Ne olduğunu tam olarak kavrayamadan gelinliğin kuyruğunu arkasından toplayıp boş bulduğu siyah deri koltuğa hemen yerleşti Alex. Bir an nefesini tuttu. Birazdan şoförle yapacağı konuşmanın işe yaramasını diledi. Kafasını kaldırdığında yüzündeki ifade büyük bir şok yaşadığını anlatıyordu.
-Lanet olası bir Rolls Royce'un içindeyim. " dedi fısıltıyla. Buraya kadar her şey yolunda gitmişti ama şimdi ekstra lüks arabanın içindeydi ve her santimetre karesinden asalet okunan, arabanın sahibiyle göz gözeydi. Güçlükle yutkundu. Delici mavi gözleri kendine perçinlendi.

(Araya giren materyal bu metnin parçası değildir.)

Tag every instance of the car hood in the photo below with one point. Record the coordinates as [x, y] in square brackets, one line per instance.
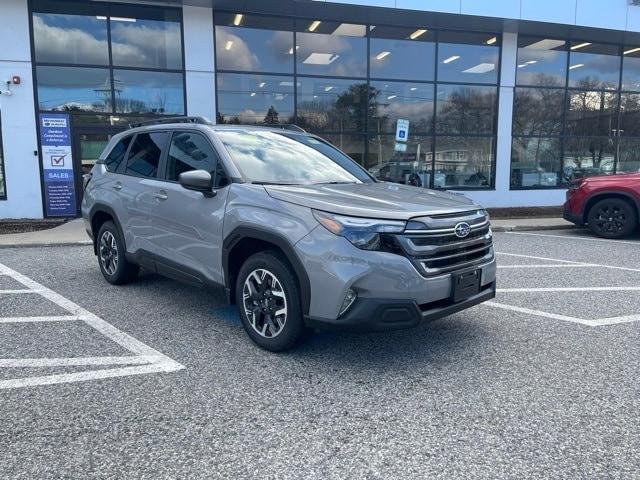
[375, 200]
[613, 178]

Annesi çıkar çıkmaz oturduğu sandalyeyi kapının kolunun altına sıkıştırmış aceleyle çantasını sakladığı yerden çıkarmıştı. Çantayı boynuna astı ve aynanın üzerindeki saati kontrol etti. On beş dakikası vardı. Bu lanet yerden kaçabilmek için on beş hayati önem taşıyan dakika. Dikkatlice odanın penceresinin pervazına tırmanıp camı açmış ve atlamıştı. Christian Louboutin ayakkabıları çimlere gömüldüğünde başardığını anlamıştı. Önce hızlı adımlarla sonra koşarak bankaların önünden geçmiş, yedi kez taksi çevirmeye çalışmış ama başarılı olamadığı gibi insanlar ona el sallayıp gülümsemişlerdi. Nihayet bütün taksilerin canı cehenneme deyip koşamaya devam etmiş ve 57.sokaktan içeri sapmıştı. Beşinci bulvara varana kadar incecik topuklularıyla koşmuş gelinliğin kuyruğunun bir yere takılıp kendisini düşürmemesi için dua eder haldeydi. Bulvar boyunca sık sık arkasını kontrol ederek koşmaya devam etmiş resmini çeken insanlara küfür etmişti. Birkaç kez babasının adını seslendiğini duyar gibi olmuş var gücüyle koşmaya devam etmişti. Bryant Park'ın önünde nihayet soluklandığında bir araca binmeyi göze alacak kadar yorulmuştu. Batı 40. Sokağa doğru son bir kez koşmuş gözleriyle arabaları taramıştı. Bir Ford - içinde aile vardı-, bir Porsche - sadece iki kişilik-, bir çarpıcı Rolls Royce - Tanrı bilir hangi ünlü kart zampara kodamanındı-, bir Hyundai - sürücüsünün Oxford öğrencisi olduğu yazan bir stickerı olan- vardı. Hyundai'li çocuğa karar verdi. Öğrenciydi ve paraya ihtiyacı olması muhtemel olduğundan yüz papele onu gideceği yere kadar saklayabilirdi. Hızla Rolls'un önünden geçti ki o anda sokağa giren bir Range Rover gördü. Düşünmeden arabaya atlamıştı.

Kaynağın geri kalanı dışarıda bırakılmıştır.